TSMC Announces Early Access Nodes for Next-Gen Car Chips: N4AE and N3AE
As the latest series of announcements from this week’s North American Technology Symposium, TSMC concluded their fantastic roadmap updates with some fresh news about their automotive-focused processes. For their automotive customers, TSMC is gearing up to deliver a pair of new specialized process nodes to the market, N4AE and N3AE, aimed at providing early versions of TSMC’s forthcoming automotive-grade process nodes for use by customers wanting an early start with design and/or production.
The automotive industry is notoriously conservative when it comes to chip production, as automotive products are expected to meet much higher standards of safety and reliability. It’s no coincidence that the automotive industry has traditionally been a generation or so behind in terms of the process nodes used for silicon lithography, waiting for them to be truly proven processes. That said, the trend toward software-defined vehicles is fueling a rapid surge in demand for more powerful processors — and more chips altogether — which has spurred the industry to close the gap a bit and move faster to newer nodes.

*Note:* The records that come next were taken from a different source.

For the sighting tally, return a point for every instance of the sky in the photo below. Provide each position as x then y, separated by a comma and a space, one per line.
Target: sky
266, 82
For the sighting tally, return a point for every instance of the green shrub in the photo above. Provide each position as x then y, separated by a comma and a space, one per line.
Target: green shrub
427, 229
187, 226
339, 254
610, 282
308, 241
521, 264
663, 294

To meet that anticipated demand, TSMC this week announced its Automotive Early (AE) manufacturing processes, which aim to help automakers start designing new chips for leading nodes earlier. TSMC’s N3AE (3nm class) and N4AE (4nm class) technologies are essentially stepping stones towards the development of a full automotive N3A process and are planned to provide consumer level reliability and will be delivered with car specific process design kits (PDKs) based on N3E and N4P respectively.

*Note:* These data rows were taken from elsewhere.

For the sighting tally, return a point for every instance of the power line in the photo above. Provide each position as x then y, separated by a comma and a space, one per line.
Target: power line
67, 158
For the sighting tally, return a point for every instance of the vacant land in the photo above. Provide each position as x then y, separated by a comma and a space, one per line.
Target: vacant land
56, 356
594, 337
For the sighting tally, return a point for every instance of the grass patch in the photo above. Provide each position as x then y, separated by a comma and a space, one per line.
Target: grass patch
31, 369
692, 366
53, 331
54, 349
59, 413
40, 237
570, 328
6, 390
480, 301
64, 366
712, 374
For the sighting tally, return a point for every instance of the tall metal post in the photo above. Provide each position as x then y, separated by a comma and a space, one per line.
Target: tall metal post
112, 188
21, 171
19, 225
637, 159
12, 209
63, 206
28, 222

For customers requiring a traditional, highly reliable automotive-grade chip, N3AE can be used later this year by chip designers to begin development of automotive-grade products that will in turn be fabricated at the fully qualified N3A automotive manufacturing hub. within a few years. Alternatively, customers who want to bring chips to market earlier to control less critical systems in a car – such as digital cockpits and other non-critical systems – can plan to go into production with N4AE. Manufacturing on an Automotive Early node means forgoing some of the benefits of a fully qualified automotive process node – essentially building chips closer to the consumer – but it allows chip designers to get their chips into production on advanced nodes from a year earlier.
Traditionally, car manufacturers and automotive electronics developers required their chips to be qualified for quality and reliability, both in terms of functional safety (classified by ASIL system) and physical robustness (classified by AEC-Q100 standards). Improving the physical robustness of chips requires process technologies and design rules specifically developed/adapted to meet those increased requirements, and it typically takes foundries and their automotive chip partners two or three years to develop an automotive grade process technology. to develop. For example, TSMC has been making chips for smartphones and PCs using the N5 (5nm class) manufacturing process since 2020, but N5A for cars will finally be ready only this year.

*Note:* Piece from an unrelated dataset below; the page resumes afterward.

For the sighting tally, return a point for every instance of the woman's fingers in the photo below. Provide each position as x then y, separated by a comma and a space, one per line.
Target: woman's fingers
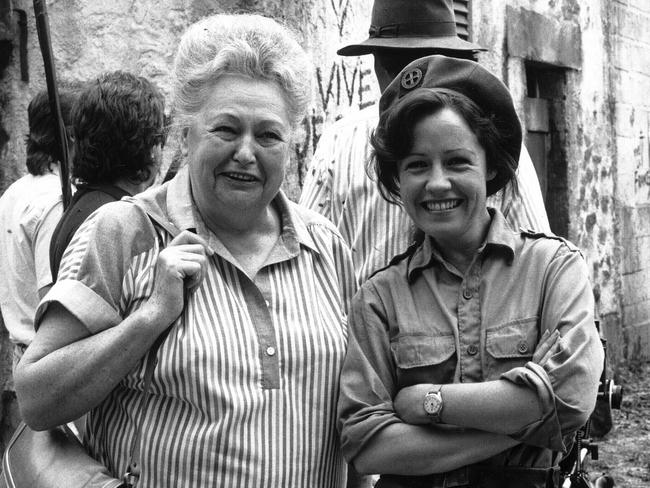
187, 237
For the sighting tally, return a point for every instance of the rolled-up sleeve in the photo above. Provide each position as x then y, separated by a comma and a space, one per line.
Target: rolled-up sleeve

At the same time, not all systems in a vehicle need to meet the most stringent integrity and reliability standards. For example, chips powering infotainment, digital cockpit and advanced driver assistance systems (ADAS) do not need to be AEC-Q100 Grade 1 (handle temperatures between -40°C and +150°C). These systems also often require a lot of processing power, taking significant advantage of advanced nodes.
TSMC said its N3AE (3nm Auto Early) will be launched in 2023 and will provide automotive process design kits (PDKs) based on N3E. It enables customers to initiate designs at the 3nm node specifically for automotive applications, ultimately leading to the N3A process, which is expected to be fully qualified for automotive use by 2025.
Meanwhile, customers in a hurry will also have N4AE as an option. N4AE is based on TSMC’s existing N4P process technology, and customers can begin risk production on N4AE a year early, in 2024. Presumably, given N4P’s legacy, N4AE would also be a good candidate to incorporate IP that is already designed for N4P (of which there are already stacks of them), further reducing time to market.
TSMC has not specified which of its customers are interested in using its N3AE and N4AE process technologies for their automotive SoCs, but there are several “usual suspects” who have been offering high-performance, feature-rich automotive SoCs for years.